/ofxWord2Vec

openFrameworks addon for working with word2vec embedding, implemented in pure C++

Primary LanguageC

ofxWord2Vec

ofxWord2Vec is an addon for openframeworks, which implements word2vec word implemented in pure C++, with ready-to-use example for computing word arithmetics such as

  • 'king - man + woman'

  • 'god - man'

and so on!

It's based on native C Google code:

The addon is inspired by the great addon ofxMSAWord2Vec by Memo Akten, but faster and with training implemented on C/C++ (TODO, currently training is on C, but in base_code folder).

Features

  • It uses only openFrameworks; no Python, ML libraries or other addons are required.

  • It allows to train and use word embeddings directly from openFrameworks project.

  • It works on CPU; it's fast.

  • It contains ready to use embedding files, one small for tests and other huge for production, see 'Embeddings files' section below.

Examples

  • example_analogy - it's ready-to-use example which works with words arithmetic.

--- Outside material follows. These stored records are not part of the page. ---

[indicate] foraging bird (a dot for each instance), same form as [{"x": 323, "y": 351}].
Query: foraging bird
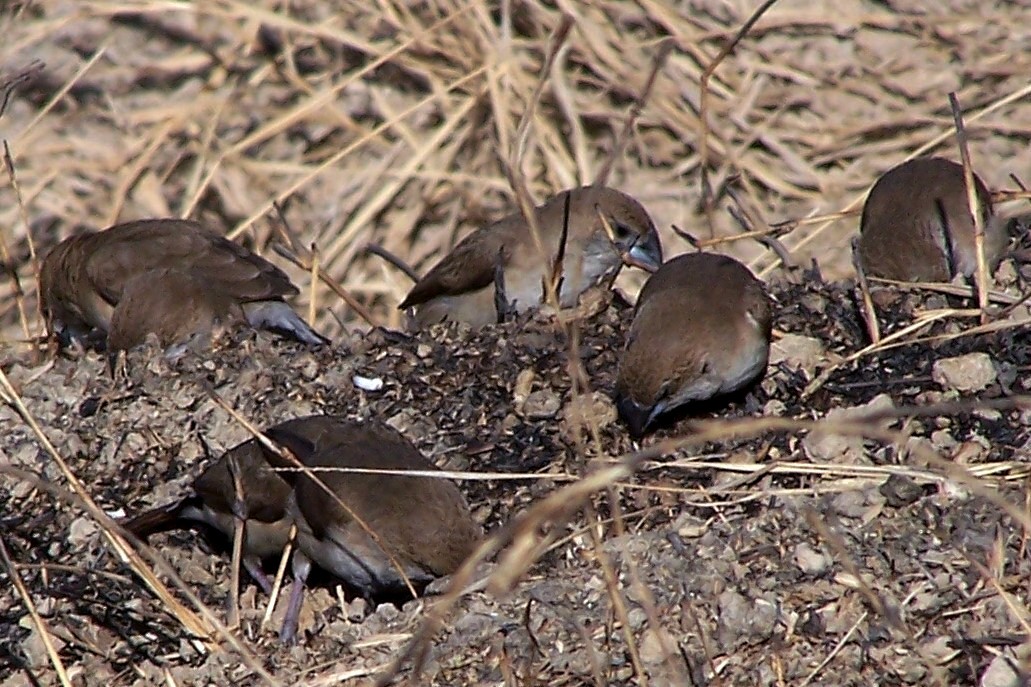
[
  {"x": 265, "y": 493},
  {"x": 160, "y": 268},
  {"x": 606, "y": 227},
  {"x": 917, "y": 224},
  {"x": 701, "y": 328},
  {"x": 420, "y": 525},
  {"x": 179, "y": 308}
]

It allows to find nearest words to the combinations of words separated by ' + ' and ' - ', such as 'man - animal'. You can use any number of words in equation.

Example is shipped with vec_text8.bin embeddings vectors obtained in the way described in base_code/demo-analogy.sh

Embeddings files

  • Addon's example example_analogy contains embedding file vec_text8.bin made as described in base_code/demo-analogy.sh. About text corpus used for training this see http://mattmahoney.net/dc/textdata.html, 100000000 bytes from English Wikipedia dump on Mar. 3, 2006.

Words: 71291, dimensions: 200. This file is fast to use and is recommended for fast developing.

  • Addon's github Releases tab contains ZIP file with "GoogleNews-vectors-negative300.bin" embedding (Mikolov et al's GoogleNews model, https://code.google.com/archive/p/word2vec/). Words: 3 000 000, dimensions: 300. This is a huge file. It requires 8GB in CPU (because we store original and normalized vectors). It's works slow, but great.